Hockey was still a strong option despite missing the chance to be seen in 2020.

In the winter of 2021, Petersen was able to do remote learning at Westhill while traveling with the Connecticut Rangers to live and play in Florida in January and February, where he was the youngest player on the team.

He did well enough there to draw interest from USHL coaches.

Last spring, Petersen was taken 284th overall by the Muskegon Lumberjacks in the 2021 USHL Entry Draft.

If he had gone to Muskegon, he would have moved to Michigan and either done his schooling remotely or would have had to attend a high school in Michigan.

Petersen instead chose to stay home and finish his academic and athletic career at Westhill with his friends.

“It was a COVID Blessing,” Westhill baseball coach Mike Riveles said. “He was being considered for Team USA. If he made it, he was probably going to move but COVID shut it down. I hate that he missed that opportunity because I know how hard he worked for it but we are so glad he is here. ”

Petersen is also thrilled to be getting a senior season on the diamond with his friends, many of whom he has played baseball with since Little League.

“I have loved every second playing baseball for Westhill and I am really grateful to be able to play with these guys,” Petersen said. “It’s a great bunch of guys and a great group of coaches. I’m really happy here, getting to be with my friends and playing a great game. ”

Petersen has committed to playing baseball at Brown and while he has spoken to the baseball and hockey coaches at school, playing two sports where the seasons overlap in college is unlikely.

Petersen’s father, Jere Petersen, the varsity wrestling coach at Greenwich High and a former football coach at Pace University, said Mika went back and forth weighing his options.

“It wasn’t easy,” Jere Petersen said. “He strongly considered going to Muskegon but really wanted to finish school with his friends. He considered doing a gap year after high school because college freshmen hockey players are usually closer to 21 years old but in baseball they come right from high school. ”

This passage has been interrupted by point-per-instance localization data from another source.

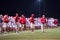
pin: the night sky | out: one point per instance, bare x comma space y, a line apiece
51, 8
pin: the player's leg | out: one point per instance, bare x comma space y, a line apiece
32, 27
42, 27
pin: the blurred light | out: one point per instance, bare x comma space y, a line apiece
38, 0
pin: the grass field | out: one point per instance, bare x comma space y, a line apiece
49, 34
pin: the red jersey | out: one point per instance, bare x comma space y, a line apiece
16, 19
32, 19
55, 22
6, 19
22, 20
43, 20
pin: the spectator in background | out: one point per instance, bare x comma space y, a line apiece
55, 22
1, 23
43, 22
23, 22
16, 22
5, 23
32, 22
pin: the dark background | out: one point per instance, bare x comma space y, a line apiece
51, 8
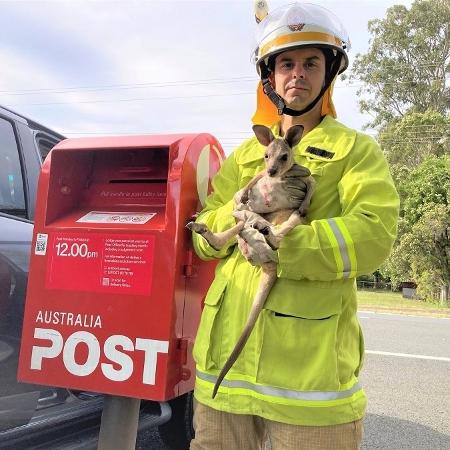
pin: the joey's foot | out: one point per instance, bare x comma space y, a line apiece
199, 228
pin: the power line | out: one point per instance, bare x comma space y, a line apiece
128, 86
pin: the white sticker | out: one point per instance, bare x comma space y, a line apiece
116, 217
41, 244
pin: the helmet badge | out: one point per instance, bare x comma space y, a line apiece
296, 27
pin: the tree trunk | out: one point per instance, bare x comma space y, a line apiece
445, 295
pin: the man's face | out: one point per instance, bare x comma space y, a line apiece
298, 76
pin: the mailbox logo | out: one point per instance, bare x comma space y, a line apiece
120, 366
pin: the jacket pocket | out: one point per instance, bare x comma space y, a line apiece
299, 342
207, 346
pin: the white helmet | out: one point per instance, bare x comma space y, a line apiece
298, 25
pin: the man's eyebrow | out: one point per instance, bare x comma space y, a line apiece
289, 58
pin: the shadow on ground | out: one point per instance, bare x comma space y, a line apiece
391, 433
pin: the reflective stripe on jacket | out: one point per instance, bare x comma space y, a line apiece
301, 362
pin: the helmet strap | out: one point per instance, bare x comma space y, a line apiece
279, 102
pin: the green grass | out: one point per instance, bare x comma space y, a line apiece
394, 300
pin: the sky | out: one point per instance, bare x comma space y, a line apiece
103, 67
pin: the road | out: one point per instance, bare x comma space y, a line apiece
406, 376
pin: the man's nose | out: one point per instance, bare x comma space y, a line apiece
299, 71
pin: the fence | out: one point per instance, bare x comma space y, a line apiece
374, 285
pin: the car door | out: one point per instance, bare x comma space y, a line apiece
17, 401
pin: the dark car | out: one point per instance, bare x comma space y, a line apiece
40, 416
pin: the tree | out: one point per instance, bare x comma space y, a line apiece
407, 66
409, 140
422, 252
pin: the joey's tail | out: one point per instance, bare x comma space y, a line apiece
268, 278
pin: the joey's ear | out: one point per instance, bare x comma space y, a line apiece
263, 134
293, 135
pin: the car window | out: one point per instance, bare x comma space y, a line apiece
12, 200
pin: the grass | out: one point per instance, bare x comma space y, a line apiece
395, 301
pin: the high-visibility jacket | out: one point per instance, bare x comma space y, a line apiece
301, 362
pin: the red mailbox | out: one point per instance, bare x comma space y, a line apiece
115, 291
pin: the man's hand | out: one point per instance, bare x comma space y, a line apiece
254, 247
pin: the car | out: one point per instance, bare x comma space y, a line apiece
33, 416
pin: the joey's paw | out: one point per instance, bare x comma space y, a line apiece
303, 210
199, 228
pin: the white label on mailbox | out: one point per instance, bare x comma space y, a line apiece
41, 244
116, 217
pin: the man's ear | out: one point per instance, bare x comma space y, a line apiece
293, 135
272, 79
263, 134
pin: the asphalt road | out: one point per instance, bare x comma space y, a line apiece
407, 380
407, 384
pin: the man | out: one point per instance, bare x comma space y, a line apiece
296, 379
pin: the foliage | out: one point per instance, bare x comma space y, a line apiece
422, 251
407, 66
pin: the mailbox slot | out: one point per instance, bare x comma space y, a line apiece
116, 180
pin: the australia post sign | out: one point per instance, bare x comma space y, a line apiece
115, 291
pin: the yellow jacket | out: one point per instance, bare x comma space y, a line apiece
301, 362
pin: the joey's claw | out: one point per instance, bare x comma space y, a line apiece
199, 228
265, 230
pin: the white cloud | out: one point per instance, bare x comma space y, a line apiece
49, 44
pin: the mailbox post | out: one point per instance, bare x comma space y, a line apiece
115, 290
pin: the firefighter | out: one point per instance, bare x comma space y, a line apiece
296, 380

Being a former college coach, Jere knew what coaches look for in athletes and he always preached those traits to Mika.

“Being a good student helps a lot with college coaches,” Jere said. “I always asked coaches of kids I was recruiting ‘is he a good citizen and is he good in the classroom?’ I think Mika is both of those. He also works hard off the field, he lifts, he runs. Academically he is very efficient. He knows how to optimize his time spent doing anything and won’t spend a minute more studying than he feels is necessary. ”

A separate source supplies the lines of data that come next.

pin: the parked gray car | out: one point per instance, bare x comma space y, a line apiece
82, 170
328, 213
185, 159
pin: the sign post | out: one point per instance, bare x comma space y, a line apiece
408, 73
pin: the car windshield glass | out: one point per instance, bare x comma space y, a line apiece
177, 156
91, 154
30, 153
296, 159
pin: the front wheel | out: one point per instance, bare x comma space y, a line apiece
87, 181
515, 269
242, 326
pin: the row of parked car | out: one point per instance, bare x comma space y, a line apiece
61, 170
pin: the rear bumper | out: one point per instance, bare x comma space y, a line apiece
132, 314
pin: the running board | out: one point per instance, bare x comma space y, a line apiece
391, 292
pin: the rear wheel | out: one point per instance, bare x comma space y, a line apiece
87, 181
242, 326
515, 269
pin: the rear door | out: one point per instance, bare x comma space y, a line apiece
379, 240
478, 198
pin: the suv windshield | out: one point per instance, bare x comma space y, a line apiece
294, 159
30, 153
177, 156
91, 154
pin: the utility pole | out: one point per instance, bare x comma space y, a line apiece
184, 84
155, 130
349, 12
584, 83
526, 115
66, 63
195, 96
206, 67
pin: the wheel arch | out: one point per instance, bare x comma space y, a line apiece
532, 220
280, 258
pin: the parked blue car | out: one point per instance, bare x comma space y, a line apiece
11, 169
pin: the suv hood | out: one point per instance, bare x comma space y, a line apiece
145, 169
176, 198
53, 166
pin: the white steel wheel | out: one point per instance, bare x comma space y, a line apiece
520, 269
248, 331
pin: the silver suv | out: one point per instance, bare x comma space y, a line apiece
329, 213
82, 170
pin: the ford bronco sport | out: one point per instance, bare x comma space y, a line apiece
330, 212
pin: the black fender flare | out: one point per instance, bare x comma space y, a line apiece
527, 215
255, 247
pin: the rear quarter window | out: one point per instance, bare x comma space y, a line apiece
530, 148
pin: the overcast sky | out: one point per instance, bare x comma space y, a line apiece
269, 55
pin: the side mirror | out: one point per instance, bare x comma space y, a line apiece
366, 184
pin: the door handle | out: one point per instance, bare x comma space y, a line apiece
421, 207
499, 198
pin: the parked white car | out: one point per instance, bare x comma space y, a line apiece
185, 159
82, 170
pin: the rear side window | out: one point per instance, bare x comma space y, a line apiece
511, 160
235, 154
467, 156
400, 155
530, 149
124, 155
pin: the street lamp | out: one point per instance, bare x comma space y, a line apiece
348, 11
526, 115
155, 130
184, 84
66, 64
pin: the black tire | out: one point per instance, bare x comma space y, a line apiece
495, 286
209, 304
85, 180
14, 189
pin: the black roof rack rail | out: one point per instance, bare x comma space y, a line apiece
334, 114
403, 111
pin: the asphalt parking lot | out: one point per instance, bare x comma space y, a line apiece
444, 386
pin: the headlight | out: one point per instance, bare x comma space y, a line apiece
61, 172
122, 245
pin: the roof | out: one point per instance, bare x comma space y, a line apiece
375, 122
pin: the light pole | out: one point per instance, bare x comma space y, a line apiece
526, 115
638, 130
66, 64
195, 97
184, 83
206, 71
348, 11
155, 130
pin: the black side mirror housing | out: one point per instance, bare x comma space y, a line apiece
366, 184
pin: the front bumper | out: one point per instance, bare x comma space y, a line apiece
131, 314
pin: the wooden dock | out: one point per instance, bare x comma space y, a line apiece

That strategy seems to be working out as Petersen carries a 4.0 GPA and got a perfect score on his ACTs.

“He’s probably the smartest kid I’ve ever coached,” Riveles said. “He is studying things so beyond me. Sometimes he doesn’t ride the team bus home because he is taking college courses virtually at night. He’s a brilliant kid. ”

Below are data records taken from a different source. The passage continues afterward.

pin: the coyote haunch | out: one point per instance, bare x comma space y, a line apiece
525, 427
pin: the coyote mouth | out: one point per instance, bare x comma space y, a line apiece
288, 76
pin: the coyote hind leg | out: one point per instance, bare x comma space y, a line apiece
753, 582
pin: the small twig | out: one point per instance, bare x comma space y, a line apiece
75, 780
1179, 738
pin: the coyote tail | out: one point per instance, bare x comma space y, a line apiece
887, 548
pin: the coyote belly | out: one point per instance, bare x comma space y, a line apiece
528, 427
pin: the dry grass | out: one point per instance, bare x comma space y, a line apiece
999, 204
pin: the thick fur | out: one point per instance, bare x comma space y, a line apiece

Riveles ‘praise of Petersen extends to the baseball field where he places him among the best he has ever coached, including Bobby Zmarzlak who currently patrols centerfield for the University of Maryland and preceded Petersen as the Vikings’ centerfielder.

“Outside of Bobby Zmarzlak, he’s the most explosive combination of speed and power I’ve seen,” Riveles said. “He will bunt for a hit and then hit a laser triple to the gap. I’m not kidding, I’ve seen umpires blow calls just because they’re completely caught off a guard that he just made a routine 4-3 play close with his speed. He is our super-human. In my life I’ve never known or come across a kid like him. Modest with brains and athleticism. ”

This season started off with Petersen going 2-for-3 off Barlow’s Stanford-bound pitcher Matt Scott and has continued to stay hot as he hits leadoff and plays a sterling centerfield.

He is batting .366 with four doubles, a triple, 15 runs scored and 17 stolen bases as the Vikings push for the FCIAC and CIAC Class LL state championships.